2) A mis veinte años, mis padres se divorciaron. Me afectó que mi madre dejara de realizar algunas tareas domésticas. Y eso me llevó a empezar a cocinar. Sin embargo, seguía aferrado a mis privilegios de género heredados y sólo cocinaba fideos con tuco en caso de necesidad y urgencia. Lo más cómodo era realizar ataques rapaces a la heladera y arrasar con lo que las mujeres (madre y hermana) hubiesen cocinado. Así empecé a comer zapallitos, brócoli y otras verduras asociadas al imaginario femenino que en otros tiempos había ninguneado. 

3) Años después, mi hermana empezó a trabajar en un servicio de asistencia a víctimas de violencia doméstica y sexual, que siempre son mujeres y la mayoría de las veces de sectores populares. Las estadísticas son contundentes. En el país ocurre un femicidio cada treinta horas. Un varón se levanta cada día, agarra un arma y mata a una familiar, a una ex pareja o a una mujer que conocía. Cada día, miles de golpizas y abusos, episodios menos trágicos, no llegan a ser noticia. Mi hermana trabaja sobre ese trasfondo y con las esquirlas que deja la violencia de género. 
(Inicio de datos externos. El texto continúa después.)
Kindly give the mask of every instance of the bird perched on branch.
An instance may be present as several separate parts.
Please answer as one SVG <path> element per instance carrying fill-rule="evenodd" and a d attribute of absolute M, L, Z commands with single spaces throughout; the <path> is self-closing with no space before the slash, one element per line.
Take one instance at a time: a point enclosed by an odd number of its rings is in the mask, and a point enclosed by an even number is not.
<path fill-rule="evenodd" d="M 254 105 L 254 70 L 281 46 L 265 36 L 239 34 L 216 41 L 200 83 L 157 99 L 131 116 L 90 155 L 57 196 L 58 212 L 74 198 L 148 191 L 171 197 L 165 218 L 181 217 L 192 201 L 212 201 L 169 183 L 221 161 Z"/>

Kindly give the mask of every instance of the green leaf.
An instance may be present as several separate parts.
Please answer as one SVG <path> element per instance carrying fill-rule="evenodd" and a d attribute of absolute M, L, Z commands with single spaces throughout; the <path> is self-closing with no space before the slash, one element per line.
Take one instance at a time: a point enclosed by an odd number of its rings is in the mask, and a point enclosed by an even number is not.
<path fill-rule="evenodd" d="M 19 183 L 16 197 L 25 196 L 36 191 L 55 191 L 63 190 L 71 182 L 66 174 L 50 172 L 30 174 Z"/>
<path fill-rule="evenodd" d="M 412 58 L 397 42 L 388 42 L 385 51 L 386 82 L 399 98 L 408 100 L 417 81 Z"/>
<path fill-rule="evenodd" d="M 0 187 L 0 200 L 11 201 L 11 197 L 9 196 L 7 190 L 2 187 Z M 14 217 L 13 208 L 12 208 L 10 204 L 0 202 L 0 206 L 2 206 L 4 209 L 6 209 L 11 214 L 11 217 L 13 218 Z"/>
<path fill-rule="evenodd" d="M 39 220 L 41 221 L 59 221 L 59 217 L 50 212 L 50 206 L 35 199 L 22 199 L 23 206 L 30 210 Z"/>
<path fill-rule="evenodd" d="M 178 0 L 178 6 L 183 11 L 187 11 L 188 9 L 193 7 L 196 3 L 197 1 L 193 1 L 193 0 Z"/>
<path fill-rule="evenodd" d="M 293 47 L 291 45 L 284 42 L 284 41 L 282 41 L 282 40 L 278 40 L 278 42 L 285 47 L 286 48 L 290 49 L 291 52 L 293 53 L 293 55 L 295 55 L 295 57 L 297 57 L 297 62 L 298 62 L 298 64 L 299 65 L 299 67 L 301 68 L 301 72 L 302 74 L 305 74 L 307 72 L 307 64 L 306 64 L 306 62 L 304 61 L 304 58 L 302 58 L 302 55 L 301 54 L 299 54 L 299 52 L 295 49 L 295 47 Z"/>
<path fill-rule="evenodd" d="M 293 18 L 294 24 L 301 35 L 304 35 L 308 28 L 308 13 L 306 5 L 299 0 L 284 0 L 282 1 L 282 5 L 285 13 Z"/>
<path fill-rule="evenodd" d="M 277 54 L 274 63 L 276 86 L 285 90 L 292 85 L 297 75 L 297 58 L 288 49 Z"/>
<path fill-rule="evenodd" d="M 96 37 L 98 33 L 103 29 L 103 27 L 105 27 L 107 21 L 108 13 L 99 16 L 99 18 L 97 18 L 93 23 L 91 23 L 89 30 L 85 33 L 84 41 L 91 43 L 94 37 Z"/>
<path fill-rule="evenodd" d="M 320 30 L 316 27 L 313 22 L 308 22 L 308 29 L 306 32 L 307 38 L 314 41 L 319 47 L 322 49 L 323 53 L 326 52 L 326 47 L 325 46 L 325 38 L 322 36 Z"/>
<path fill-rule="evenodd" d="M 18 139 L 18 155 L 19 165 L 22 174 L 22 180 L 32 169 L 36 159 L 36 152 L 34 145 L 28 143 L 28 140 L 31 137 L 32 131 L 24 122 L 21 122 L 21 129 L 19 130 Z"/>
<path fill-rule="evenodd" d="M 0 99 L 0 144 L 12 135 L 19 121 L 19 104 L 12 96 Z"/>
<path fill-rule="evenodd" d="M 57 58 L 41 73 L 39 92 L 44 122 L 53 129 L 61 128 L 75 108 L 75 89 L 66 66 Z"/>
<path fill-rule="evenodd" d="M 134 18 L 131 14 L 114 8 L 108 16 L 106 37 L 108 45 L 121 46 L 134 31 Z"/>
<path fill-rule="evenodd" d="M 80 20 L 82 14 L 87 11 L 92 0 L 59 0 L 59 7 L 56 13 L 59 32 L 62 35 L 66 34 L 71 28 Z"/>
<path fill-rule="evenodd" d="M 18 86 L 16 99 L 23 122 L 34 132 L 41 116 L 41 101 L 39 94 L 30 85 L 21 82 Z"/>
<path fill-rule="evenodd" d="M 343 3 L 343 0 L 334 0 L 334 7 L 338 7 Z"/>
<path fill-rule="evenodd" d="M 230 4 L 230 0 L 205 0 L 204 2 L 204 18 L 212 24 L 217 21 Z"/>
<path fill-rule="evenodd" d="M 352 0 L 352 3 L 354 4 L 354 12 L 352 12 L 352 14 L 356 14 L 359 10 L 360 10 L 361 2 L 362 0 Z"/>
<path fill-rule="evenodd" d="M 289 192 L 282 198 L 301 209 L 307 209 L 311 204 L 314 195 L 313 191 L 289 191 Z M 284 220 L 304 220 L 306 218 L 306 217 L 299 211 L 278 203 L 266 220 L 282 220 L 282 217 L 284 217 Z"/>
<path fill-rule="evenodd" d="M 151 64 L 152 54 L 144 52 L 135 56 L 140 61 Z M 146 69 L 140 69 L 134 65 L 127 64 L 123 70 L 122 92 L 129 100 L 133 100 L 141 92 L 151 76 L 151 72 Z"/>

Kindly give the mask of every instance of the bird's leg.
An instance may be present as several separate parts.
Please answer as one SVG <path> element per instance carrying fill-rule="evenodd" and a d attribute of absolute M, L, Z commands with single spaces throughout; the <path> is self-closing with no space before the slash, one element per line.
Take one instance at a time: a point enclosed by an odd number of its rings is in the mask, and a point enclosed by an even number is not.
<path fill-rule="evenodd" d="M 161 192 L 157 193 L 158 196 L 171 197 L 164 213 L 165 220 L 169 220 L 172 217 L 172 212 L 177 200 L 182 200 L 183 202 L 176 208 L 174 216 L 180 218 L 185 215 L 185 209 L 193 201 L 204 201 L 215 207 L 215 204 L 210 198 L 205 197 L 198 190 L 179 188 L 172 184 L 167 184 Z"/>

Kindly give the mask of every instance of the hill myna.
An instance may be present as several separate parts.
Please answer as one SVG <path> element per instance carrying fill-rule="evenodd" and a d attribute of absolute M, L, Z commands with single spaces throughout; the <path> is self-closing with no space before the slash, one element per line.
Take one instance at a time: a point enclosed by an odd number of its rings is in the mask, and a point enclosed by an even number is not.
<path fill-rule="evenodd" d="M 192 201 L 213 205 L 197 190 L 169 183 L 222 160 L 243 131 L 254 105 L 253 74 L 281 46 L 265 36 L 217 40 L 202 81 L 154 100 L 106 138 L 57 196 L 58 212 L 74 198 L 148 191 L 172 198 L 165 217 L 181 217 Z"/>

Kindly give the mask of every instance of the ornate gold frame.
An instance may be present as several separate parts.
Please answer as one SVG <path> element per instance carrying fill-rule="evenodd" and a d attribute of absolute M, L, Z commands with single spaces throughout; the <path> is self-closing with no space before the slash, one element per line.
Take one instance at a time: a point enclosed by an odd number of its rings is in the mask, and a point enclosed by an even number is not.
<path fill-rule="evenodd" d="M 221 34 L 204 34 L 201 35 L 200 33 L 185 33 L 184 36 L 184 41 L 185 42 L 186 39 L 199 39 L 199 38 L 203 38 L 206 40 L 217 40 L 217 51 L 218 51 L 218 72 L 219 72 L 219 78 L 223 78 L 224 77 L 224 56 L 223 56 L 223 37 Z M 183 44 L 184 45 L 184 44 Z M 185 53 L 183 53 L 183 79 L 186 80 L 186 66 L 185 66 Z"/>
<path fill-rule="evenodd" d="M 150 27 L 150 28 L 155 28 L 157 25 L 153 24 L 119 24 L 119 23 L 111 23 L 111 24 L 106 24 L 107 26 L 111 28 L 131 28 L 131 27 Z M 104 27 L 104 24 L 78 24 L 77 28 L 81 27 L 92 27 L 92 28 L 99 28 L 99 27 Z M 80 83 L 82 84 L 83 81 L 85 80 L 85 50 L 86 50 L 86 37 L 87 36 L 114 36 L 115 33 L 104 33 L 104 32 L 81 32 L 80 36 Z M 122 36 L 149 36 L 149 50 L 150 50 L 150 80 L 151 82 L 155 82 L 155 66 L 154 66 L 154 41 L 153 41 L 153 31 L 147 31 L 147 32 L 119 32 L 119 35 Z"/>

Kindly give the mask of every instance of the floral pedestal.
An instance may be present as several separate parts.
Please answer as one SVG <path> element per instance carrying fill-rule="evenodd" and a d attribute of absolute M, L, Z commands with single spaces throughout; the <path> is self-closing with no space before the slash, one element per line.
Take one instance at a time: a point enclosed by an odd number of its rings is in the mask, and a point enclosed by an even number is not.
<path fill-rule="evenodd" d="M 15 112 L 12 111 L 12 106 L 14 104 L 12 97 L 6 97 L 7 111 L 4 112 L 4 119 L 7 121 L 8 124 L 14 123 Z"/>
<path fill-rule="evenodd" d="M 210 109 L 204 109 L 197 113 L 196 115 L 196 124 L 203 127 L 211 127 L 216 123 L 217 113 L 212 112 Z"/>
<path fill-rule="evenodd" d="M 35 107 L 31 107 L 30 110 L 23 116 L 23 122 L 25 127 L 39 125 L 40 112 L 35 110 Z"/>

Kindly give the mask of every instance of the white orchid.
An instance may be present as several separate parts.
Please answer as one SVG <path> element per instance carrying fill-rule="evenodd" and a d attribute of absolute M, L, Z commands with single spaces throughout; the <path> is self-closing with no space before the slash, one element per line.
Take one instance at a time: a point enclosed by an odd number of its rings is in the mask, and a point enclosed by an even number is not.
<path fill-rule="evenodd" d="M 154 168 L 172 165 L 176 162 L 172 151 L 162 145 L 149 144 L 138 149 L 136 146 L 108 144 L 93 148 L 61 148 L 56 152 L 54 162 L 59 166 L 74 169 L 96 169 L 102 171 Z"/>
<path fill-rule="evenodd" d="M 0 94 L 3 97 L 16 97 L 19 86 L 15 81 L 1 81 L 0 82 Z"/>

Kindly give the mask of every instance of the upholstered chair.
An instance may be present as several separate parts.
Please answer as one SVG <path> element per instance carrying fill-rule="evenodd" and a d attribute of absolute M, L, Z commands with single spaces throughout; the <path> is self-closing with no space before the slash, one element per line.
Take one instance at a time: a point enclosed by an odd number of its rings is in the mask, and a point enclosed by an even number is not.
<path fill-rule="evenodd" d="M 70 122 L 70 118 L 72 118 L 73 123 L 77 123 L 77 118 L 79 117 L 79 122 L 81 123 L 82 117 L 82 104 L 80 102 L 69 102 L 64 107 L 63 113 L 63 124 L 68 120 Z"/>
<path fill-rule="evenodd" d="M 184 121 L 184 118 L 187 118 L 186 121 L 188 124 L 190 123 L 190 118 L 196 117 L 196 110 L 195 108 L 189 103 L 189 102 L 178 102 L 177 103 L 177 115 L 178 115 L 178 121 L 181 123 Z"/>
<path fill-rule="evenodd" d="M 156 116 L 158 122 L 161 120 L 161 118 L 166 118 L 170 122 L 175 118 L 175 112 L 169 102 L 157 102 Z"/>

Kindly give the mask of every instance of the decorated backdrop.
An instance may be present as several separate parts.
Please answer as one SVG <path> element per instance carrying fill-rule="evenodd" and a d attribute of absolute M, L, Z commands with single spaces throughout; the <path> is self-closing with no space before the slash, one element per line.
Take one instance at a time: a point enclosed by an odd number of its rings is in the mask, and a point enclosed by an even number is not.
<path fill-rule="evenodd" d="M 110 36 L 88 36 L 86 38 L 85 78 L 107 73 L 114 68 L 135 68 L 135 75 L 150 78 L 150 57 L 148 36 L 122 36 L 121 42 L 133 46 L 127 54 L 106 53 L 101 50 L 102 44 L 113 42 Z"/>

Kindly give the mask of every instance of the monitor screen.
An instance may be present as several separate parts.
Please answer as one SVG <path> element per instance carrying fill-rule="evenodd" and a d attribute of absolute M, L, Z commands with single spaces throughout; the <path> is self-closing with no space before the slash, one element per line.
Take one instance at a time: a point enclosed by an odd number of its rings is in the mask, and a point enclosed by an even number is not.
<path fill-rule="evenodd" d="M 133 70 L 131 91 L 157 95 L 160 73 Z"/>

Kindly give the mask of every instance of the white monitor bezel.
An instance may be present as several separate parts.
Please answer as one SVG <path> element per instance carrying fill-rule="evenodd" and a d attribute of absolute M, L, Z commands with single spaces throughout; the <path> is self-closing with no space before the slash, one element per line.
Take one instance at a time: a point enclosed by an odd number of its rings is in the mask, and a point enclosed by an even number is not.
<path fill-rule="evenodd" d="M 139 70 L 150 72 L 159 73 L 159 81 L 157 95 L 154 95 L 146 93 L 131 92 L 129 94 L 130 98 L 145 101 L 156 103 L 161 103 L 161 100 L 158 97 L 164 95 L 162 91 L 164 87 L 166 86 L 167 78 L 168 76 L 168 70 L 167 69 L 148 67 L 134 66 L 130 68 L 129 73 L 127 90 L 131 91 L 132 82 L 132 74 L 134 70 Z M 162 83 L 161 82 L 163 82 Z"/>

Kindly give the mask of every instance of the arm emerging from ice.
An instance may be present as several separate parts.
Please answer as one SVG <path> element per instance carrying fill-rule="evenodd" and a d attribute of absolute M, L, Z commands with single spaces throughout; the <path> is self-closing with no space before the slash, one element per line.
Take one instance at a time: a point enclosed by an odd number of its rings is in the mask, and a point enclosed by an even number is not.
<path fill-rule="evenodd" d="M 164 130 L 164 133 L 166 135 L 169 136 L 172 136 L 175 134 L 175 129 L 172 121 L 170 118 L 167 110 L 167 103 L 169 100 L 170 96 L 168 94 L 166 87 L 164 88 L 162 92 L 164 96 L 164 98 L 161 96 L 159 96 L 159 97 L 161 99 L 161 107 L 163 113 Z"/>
4) Durante un viaje por Sudamérica, mientras escribía lo que más me sorprendía de cada lugar, me llamó la atención el grado de violencia hacia las mujeres. Si además de tener sangre indígena sos mujer, tenés que soportar que los varones descarguen sus resentimientos sobre vos, que tomen ventaja de su condición y dejen a tu cargo la mayor parte de las tareas domésticas. Es asombrosa la cantidad de grupos de varones tomando cerveza en las calles y bares de Sudamérica. ¿Dónde están las mujeres de sectores populares? Trabajando, como siempre, bajo la opresión doble del capitalismo y el patriarcado. Compilé estas crónicas en un libro que se llamó Misoginia latina. El libro es honesto pero su perspectiva de género es aún incipiente, algo intuitiva.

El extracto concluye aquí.